Around the same time, Barney started hanging out with the Motown guys. In 1970, he introduced himself to Marvin Gaye by knocking on his front door in Palmer Park.

The next year, the two were traveling the country in a Winnebago, and Barney was singing backup on Gaye's classic, "What's Going On."

"Those were the days, man," Barney said.

He'd smoked his first joint with Gaye. It opened an enticing but daunting world.

"It was the times," said Mel Farr, the running back who roomed with Barney after Weger. "A lot of 'Let's make love, not war.' Get a little high, etc. Some guys took it further than others.' "

Barney went on to appear in "Paper Lion," the movie version of George Plimpton's book about the team. He also made "The Black Six," a motorcycle flick about returning veterans from Vietnam.

The script had a plot that called for trouble. In some ways, it foreshadowed his own life.

From Lions to MichCon to pulpit
Barney retired in 1977, after 11 seasons, seven Pro Bowls, 56 interceptions and 11 touchdowns. He went to work for MichCon. His job was community relations, or, in other words, to be Lem Barney.

During this time, Weger lost touch with him.

"I'd heard through the grapevine that Lem was struggling with drugs and women and money," Weger said.

In March 1993, Barney hit bottom. In a MichCon company car heading south on I-75, he smashed into a ramp. The cops found four roaches (marijuana butts) and cocaine. Barney blamed hitchhikers. He told the court they had left the paraphernalia in his car while he'd run inside a gas station.

A year later, he beat the case. But it came with a price. MichCon fired him. Maybe worse, he'd broken the one rule his father had laid down all those years ago.

"Whatever you do," Lemuel Barney told his son, "don't taint the family name."

Only a year before, he'd been elected to the Hall of Fame after being eligible for seven years. (Many, including Weger, thought he wasn't voted in earlier because of questions about his lifestyle in the 1970s and '80s.)

The public embarrassment that followed cost him his job and his name. Farr stepped in and gave him a job at one of his auto dealerships. That lasted until 2002, when Farr was forced to sell his dealerships because of predatory lending practices. Barney distanced himself from his friend.

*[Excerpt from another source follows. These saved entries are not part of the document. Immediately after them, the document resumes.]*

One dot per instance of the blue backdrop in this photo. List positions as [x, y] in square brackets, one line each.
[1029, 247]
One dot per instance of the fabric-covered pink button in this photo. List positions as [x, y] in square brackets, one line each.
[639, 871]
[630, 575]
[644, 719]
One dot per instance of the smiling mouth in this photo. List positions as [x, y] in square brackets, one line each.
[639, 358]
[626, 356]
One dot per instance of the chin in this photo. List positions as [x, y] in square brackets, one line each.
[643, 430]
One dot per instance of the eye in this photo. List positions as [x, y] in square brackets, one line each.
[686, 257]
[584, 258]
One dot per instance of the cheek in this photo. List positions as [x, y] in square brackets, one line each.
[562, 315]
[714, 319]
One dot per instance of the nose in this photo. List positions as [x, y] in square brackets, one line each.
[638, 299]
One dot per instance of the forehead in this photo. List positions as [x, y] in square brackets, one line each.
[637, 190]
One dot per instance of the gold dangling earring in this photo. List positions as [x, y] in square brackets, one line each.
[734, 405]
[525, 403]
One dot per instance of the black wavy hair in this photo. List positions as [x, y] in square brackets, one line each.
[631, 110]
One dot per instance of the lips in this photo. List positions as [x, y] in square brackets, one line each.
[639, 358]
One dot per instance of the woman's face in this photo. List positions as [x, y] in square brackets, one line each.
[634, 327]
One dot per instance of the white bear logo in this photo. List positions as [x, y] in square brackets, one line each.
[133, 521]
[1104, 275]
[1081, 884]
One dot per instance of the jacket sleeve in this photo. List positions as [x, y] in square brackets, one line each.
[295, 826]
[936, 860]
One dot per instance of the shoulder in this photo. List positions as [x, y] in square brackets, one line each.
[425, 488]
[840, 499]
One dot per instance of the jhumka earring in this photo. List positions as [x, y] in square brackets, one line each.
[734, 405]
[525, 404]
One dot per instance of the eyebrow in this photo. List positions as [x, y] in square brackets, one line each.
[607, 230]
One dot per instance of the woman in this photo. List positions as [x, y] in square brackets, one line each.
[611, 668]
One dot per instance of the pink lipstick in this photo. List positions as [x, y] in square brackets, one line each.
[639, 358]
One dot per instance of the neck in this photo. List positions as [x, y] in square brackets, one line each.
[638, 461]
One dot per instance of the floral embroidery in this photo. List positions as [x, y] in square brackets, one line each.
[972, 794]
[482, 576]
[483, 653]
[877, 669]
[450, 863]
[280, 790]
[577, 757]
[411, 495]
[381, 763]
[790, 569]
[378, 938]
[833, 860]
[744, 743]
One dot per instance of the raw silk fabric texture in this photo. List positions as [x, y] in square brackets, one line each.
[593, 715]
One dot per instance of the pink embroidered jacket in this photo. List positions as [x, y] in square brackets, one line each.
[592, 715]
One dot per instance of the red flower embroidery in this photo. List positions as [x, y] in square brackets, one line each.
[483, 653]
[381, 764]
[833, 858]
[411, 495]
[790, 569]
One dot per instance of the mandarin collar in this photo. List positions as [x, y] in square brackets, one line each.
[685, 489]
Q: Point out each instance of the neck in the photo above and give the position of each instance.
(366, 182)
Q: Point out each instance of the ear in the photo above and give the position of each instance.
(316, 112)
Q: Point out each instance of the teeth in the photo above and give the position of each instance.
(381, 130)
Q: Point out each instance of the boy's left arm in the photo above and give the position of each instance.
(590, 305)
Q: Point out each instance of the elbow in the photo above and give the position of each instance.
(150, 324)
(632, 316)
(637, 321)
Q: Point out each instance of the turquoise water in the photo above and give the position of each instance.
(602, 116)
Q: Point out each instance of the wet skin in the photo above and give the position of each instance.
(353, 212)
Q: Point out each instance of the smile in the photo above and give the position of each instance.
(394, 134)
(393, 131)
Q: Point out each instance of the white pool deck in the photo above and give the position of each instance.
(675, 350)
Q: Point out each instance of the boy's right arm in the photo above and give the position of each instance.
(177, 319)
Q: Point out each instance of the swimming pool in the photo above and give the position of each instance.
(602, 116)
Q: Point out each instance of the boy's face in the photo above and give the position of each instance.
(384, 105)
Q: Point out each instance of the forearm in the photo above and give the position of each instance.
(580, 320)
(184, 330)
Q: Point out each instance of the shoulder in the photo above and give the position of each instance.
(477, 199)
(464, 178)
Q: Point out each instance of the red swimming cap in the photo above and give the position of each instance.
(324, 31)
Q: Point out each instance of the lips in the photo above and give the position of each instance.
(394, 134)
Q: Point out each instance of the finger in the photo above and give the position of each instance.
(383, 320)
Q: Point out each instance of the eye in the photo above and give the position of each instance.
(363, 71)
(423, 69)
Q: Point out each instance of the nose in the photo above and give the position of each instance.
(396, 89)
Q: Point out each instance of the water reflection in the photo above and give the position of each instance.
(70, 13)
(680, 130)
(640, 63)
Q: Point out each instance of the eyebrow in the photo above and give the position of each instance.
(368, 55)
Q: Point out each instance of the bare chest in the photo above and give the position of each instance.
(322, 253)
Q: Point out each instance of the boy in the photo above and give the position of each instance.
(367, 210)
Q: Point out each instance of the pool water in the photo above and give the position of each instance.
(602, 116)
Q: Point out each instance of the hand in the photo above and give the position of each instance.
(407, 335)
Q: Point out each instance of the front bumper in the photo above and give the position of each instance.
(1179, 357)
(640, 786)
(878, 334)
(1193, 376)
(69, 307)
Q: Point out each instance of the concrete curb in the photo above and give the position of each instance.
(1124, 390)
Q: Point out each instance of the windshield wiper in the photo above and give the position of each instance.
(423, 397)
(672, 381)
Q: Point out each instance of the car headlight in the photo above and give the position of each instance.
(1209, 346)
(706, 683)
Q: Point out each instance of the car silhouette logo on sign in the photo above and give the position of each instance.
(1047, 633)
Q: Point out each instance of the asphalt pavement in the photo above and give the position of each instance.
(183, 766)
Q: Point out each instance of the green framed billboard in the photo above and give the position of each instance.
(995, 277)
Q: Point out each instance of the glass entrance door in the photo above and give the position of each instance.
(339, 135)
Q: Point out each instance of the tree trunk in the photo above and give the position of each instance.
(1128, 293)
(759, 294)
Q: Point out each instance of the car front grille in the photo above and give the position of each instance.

"He didn't want his name tainted again," Weger said. "It was too bad. By then, Lem couldn't tolerate it. He was so far along in his change of character that he walked away."

After the bust, Barney had reached out to Weger.

"He called me out of the blue and said, 'I (screwed) up.' I told him I never stopped believing he was a good person. And he went about changing his life around."

After leaving Farr, Barney became a lay minister at his church, Hope United. He was preaching.

"He was so proud," Weger said.

These days, preaching fills his calendar, either the gospel of Jesus, or the gospel of Lem.

Sinai Grace Hospital hired him to work in community relations, to be himself, to shake hands and smile just as he used to do with MichCon.

He has reconnected with old friends -- Farr was slated to present Barney with his Brown Bomber jacket. He has remarried -- he divorced his first wife in 1999. He has reconnected with the Lions.

"He's our go-to guy," said Tim Pendell, the team's director of community relations. "Yeah, he's had his ups and downs. But he's one of the finest, warmest, most genuine people I've ever met."

And he's singing with his former roommate again. On any given day, Barney might get a call from Weger.

"And I will start singing," he said.

"And I will jump right in," Barney added.

And the voices ride a telephonic wave around metro Detroit, a couple of guys making music as if it were 1967 all over again.